Je le suivis jusqu’à la porte de la rue, comme pour le reconduire. Là, il me tendit encore la main ; mais, cette fois, je retirai la mienne, et, le priant d’entrer un instant dans mon appartement, qui donnait sur le vestibule d’entrée de notre maison, je lui déclarai de nouveau que j’étais persuadé de la noblesse de sentiments de son père, et bien déterminé à ne pas porter la moindre atteinte à l’honneur de sa famille. Après quoi je lui dis :
– Ceci établi, monsieur, vous allez me permettre de vous demander raison de l’insulte que vous m’avez faite, en doutant de ma fierté jusqu’à me menacer de votre ressentiment. Si je ne l’ai pas fait devant mon père, qui semblait m’y pousser, c’est parce que je sais que, sa colère passée, il se fût senti le plus malheureux des hommes. J’ai aussi une mère fort tendre ; c’est ce qui me fait vous demander le secret sur l’explication que nous avons ici. Chargé des intérêts de madame d’Ionis, c’est demain que je plaide sa cause. Je vous prie donc de m’accorder pour après-demain, au sortir du Palais, le rendez-vous que je vous demande.
– Non, parbleu ! il n’en sera rien, s’écria le jeune homme en me sautant au cou. Je n’ai pas la moindre envie de tuer un garçon qui me montre tant de cœur et de justice ! J’ai eu tort, j’ai agi en mauvaise tête, et me voilà tout prêt à vous en demander pardon.
– C’est fort inutile, monsieur, car vous étiez tout pardonné d’avance. Dans mon état, on est exposé à ces offenses-là, et elles n’atteignent pas un honnête homme ; mais il n’y en a pas moins nécessité pour moi de me battre avec vous.
– Oui-da ! Et pourquoi diable, après les excuses que je vous fais ?

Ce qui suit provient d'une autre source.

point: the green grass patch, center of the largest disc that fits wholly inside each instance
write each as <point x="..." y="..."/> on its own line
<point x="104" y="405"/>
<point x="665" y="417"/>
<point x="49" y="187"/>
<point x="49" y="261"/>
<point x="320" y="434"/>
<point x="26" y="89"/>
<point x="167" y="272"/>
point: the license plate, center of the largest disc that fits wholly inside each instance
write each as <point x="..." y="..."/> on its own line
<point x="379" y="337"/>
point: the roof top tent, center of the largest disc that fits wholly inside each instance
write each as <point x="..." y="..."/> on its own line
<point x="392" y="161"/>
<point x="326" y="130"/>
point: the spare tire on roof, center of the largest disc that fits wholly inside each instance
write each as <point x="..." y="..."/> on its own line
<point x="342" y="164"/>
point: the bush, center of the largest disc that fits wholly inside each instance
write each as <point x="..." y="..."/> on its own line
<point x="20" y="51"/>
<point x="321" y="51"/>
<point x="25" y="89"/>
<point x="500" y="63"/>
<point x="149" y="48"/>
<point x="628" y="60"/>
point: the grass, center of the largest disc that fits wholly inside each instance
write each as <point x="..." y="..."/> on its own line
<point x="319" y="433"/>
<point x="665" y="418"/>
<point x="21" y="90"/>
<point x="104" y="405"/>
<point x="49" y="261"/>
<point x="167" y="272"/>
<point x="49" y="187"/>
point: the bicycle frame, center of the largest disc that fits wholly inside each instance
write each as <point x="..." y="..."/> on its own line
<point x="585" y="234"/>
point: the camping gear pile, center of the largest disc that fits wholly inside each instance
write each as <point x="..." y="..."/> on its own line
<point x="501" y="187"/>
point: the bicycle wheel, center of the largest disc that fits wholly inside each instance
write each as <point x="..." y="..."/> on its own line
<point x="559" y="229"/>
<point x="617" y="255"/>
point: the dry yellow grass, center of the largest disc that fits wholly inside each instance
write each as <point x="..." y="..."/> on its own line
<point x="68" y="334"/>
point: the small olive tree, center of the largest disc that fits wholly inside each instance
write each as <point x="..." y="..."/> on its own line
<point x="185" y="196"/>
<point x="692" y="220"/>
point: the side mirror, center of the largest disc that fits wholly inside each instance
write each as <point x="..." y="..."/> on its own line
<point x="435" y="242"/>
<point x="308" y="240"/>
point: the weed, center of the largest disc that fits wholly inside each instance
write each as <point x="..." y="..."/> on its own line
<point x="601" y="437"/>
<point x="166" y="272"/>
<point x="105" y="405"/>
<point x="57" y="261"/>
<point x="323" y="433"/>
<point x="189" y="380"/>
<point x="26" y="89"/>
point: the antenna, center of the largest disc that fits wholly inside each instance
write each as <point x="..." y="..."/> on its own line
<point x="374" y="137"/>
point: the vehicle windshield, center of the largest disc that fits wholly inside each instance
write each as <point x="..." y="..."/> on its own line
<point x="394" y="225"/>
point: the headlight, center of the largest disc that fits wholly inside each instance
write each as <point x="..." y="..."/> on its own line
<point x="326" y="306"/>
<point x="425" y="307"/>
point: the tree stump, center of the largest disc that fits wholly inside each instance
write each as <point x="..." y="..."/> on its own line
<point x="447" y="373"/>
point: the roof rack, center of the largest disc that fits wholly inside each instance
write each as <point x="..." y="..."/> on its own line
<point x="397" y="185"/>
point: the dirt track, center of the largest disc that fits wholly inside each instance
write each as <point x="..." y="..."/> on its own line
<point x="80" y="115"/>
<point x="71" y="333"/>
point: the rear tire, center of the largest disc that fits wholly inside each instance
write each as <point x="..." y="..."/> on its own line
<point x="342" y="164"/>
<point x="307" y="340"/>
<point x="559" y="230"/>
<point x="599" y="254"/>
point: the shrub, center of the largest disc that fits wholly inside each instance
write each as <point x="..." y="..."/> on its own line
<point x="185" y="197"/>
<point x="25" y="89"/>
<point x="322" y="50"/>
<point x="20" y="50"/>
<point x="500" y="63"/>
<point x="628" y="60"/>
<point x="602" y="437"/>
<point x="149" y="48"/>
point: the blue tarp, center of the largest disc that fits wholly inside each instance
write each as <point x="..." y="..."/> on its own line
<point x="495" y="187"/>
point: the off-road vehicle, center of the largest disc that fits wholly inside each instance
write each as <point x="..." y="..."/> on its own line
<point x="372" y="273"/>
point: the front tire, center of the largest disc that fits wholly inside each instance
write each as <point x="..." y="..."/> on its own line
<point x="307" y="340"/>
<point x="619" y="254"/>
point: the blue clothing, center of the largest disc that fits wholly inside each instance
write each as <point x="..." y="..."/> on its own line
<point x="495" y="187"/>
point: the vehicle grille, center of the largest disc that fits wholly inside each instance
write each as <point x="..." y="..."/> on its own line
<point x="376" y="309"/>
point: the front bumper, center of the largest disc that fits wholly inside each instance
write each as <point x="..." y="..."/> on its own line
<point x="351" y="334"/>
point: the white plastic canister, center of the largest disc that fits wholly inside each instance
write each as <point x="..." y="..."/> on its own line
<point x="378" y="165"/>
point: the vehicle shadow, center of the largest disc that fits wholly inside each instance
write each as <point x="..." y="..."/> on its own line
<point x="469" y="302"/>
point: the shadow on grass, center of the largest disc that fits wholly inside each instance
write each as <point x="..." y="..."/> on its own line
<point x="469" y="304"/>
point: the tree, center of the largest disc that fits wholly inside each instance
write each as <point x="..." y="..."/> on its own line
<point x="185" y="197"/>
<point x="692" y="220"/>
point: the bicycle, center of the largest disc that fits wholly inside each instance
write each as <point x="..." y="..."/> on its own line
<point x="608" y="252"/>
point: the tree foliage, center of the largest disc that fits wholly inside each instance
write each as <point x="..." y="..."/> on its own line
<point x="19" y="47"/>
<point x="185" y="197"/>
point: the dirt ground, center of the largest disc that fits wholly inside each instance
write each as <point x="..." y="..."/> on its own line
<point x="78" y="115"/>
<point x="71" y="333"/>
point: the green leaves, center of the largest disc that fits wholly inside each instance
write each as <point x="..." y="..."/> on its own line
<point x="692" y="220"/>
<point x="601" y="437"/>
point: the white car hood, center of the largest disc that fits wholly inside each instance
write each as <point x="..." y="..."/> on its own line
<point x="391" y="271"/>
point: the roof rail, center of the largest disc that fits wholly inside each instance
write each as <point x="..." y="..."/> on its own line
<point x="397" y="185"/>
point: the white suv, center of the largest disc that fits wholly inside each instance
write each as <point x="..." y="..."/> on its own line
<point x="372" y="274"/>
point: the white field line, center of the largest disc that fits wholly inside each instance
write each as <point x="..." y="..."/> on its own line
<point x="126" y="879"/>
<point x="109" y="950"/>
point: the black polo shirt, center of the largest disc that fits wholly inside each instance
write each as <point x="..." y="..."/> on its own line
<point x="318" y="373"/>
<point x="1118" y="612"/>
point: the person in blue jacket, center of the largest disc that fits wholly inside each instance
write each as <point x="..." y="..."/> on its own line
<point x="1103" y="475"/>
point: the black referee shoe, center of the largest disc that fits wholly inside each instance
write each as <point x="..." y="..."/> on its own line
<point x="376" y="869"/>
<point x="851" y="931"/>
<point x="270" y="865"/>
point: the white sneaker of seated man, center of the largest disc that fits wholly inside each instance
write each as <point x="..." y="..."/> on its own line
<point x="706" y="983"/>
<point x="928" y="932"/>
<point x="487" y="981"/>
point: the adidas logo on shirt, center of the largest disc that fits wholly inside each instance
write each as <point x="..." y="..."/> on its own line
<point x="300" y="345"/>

– Parce que ces excuses sont intimes, tandis que votre visite ici a été publique. Voilà votre grand cheval qui piaffe à notre porte, et votre soldat galonné qui attire tous les regards. Vous savez bien ce que c’est qu’une petite ville de province. Dans une heure, tout le monde saura qu’un brillant officier est venu menacer un petit avocat plaidant contre lui, et vous pouvez être bien sûr que, demain, lorsque j’aurai pour vous et les vôtres les égards que je crois vous devoir, plus d’un esprit malveillant m’accusera d’avoir peur de vous, et rira de ma figure placée en regard de la vôtre. Je me résigne à cette humiliation ; mais, mon devoir accompli, j’aurai un autre devoir qui sera de prouver que je ne suis pas un lâche, indigne d’exercer une profession honorable, et capable de trahir la confiance de ses clients dans la crainte d’un coup d’épée. Songez que je suis très jeune, monsieur, et que j’ai à établir mon caractère, à présent ou jamais.
– Vous me faites comprendre ma faute, répondit M. d’Aillane. Je n’ai pas senti la gravité de ma démarche, et je vous dois des excuses publiques.
– Il sera trop tard après ma plaidoirie : on pourrait toujours croire que j’ai cédé à la crainte ; et il serait trop tôt auparavant, on pourrait croire que vous craignez mes révélations.
– Alors je vois qu’il n’y a pas moyen de s’arranger, et que tout ce que je peux faire pour vous, c’est de vous donner la réparation que vous exigez. Comptez donc sur ma parole et sur mon silence. En sortant du Palais, demain, vous me trouverez au lieu qu’il vous plaira de désigner.
Nous fîmes nos conventions. Après quoi, le jeune officier me dit d’un air affectueux et triste :
– Voilà pour moi une mauvaise affaire, monsieur ! car, si j’avais le malheur de vous tuer, je crois que je me tuerais moi-même après. Je ne pourrais pas me pardonner la nécessité où j’ai mis un homme de cœur comme vous de jouer sa vie contre la mienne.